Le Québec aspire à devenir le leader de l'innovation et de l'entrepreneuriat en Amérique du Nord et, pour cela, s'appuie sur les établissements d'enseignement supérieur (EES) qui ont un rôle central dans cette démarche. Les EES permettent le développement des compétences et l'épanouissement des talents, tout en créant de nouveaux liens avec leurs communautés - notamment avec le secteur privé, les pouvoirs publics et la société civile. La Stratégie québécoise de recherche et d’investissement en innovation (SQRI) place les EES au cœur des efforts provinciaux réalisés en matière d'innovation et d'entrepreneuriat, grâce notamment à une approche spatiale explicite à travers les "zones d'innovation". La présente étude évalue la "géographie de l'enseignement supérieur" au Québec à travers dix études de cas d'EES innovants et engagés dans le soutien à l'entrepreneuriat et à l'innovation dans leurs communautés. L’analyse montre aussi dans quelle mesure les EES québécois soutiennent l’entrepreneuriat, l'innovation, la mise en relation entre acteurs, ainsi que la mobilisation de ressources et d'acteurs politiques. Des recommandations politiques implémentables sont proposées afin de continuer à développer cette dynamique.
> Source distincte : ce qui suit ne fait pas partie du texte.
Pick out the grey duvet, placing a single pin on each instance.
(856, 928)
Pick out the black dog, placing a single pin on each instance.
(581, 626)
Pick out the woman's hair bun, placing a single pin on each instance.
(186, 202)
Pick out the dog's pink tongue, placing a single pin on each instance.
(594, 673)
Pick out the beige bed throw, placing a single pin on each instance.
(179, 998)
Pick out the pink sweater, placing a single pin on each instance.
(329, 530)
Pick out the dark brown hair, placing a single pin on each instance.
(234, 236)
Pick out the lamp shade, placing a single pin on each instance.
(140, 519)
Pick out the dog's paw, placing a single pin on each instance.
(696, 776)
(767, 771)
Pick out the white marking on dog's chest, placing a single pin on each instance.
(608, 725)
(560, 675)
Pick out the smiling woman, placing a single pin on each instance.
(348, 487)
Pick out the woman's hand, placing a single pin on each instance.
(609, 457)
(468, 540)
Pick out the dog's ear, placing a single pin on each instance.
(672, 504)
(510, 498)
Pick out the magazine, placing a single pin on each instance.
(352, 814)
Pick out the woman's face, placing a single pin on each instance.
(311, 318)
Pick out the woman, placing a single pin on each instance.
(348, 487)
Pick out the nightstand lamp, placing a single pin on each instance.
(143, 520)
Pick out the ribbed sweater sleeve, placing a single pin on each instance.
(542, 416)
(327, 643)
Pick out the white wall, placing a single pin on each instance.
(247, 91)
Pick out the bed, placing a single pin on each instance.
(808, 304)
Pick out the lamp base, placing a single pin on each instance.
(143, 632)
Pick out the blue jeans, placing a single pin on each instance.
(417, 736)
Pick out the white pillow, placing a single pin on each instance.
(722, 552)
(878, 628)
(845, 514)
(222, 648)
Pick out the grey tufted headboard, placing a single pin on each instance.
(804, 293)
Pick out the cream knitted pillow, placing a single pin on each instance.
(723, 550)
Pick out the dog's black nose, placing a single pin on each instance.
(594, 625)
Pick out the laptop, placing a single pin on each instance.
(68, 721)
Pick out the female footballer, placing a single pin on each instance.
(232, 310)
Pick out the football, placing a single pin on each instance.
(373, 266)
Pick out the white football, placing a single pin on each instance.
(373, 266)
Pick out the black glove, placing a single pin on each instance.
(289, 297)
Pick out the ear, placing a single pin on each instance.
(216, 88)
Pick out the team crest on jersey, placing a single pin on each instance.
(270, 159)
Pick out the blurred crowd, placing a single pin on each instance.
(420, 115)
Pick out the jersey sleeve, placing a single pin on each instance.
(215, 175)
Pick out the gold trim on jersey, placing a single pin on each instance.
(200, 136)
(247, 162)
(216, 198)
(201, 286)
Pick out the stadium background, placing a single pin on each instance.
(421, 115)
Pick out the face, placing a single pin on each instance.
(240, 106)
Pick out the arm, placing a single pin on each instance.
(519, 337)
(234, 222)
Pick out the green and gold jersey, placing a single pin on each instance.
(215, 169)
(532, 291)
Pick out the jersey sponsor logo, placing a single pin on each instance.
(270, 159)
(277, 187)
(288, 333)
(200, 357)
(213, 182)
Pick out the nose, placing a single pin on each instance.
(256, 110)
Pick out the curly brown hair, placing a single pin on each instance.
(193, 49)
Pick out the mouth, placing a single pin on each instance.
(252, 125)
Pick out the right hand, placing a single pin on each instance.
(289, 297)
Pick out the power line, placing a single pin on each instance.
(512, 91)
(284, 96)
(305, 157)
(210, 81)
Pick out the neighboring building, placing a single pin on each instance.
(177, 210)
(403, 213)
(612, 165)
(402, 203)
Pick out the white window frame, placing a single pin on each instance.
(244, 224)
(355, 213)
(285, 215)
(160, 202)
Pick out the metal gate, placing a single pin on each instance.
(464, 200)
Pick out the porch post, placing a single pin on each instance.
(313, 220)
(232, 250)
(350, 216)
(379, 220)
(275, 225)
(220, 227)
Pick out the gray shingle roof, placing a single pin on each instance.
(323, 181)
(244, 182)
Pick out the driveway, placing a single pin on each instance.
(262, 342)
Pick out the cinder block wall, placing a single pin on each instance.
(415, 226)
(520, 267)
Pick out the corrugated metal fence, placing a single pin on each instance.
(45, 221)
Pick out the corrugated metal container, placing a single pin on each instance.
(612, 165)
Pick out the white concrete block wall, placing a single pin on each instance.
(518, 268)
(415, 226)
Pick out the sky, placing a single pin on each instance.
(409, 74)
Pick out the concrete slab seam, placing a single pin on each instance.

La géographie de l'enseignement supérieur au Québec, Canada
Résumé
Synthèse
Le Québec vise à devenir un leader en matière d’innovation et d’entrepreneuriat en Amérique du Nord, en donnant aux établissements d’enseignement supérieur (EES) un rôle central dans cette dynamique. Les EES jouent un rôle central dans le développement des compétences et des talents, en établissant des liens avec leurs communautés, y compris les entreprises, les autorités publiques et la société civile, et en contribuant à ces communautés. La Stratégie québécoise de recherche et d’investissement en innovation (SQRI 2) 2022-2027 a confié aux EES un rôle important à jouer dans l’effort provincial en matière d’innovation et d’entrepreneuriat, notamment avec une approche spatiale explicite, par la mise en place de « zones d’innovation », qui relient les programmes d’innovation et de développement régional dans les zones non métropolitaines, en mettant l’accent sur le développement urbain durable. La SQRI 2 représente un investissement total de 7,5 milliards de CAD (environ 5,2 milliards d’EUR) mis en œuvre sur une période de cinq ans qui a débuté en 2022.
Dans ce contexte, et reflétant une tendance internationale, les EES du Québec offrent de plus en plus d’opportunités éducatives pour que les étudiants développent un esprit d’entreprise. Les collèges d’enseignement général et professionnel (cégeps) et les centres collégiaux de transfert de technologie et de pratiques sociales innovantes (CCTT), ainsi que les universités du réseau de l’Université du Québec, sont propres au système provincial et particulièrement aptes à s’engager avec des partenaires locaux.
Le Québec a fait de grands progrès dans la promotion de l’entrepreneuriat et de l’innovation, mais avec encore des marges d’amélioration. La province a mobilisé une série de réseaux d’entrepreneuriat, avec un accent particulier sur l’entrepreneuriat scientifique. Si l’accent mis sur l’IA et les start-ups de deep-tech a contribué à créer des communautés de start-ups technologiques dynamiques, l’élargissement de cette orientation pourrait renforcer l’entrepreneuriat et l’innovation dans d’autres secteurs.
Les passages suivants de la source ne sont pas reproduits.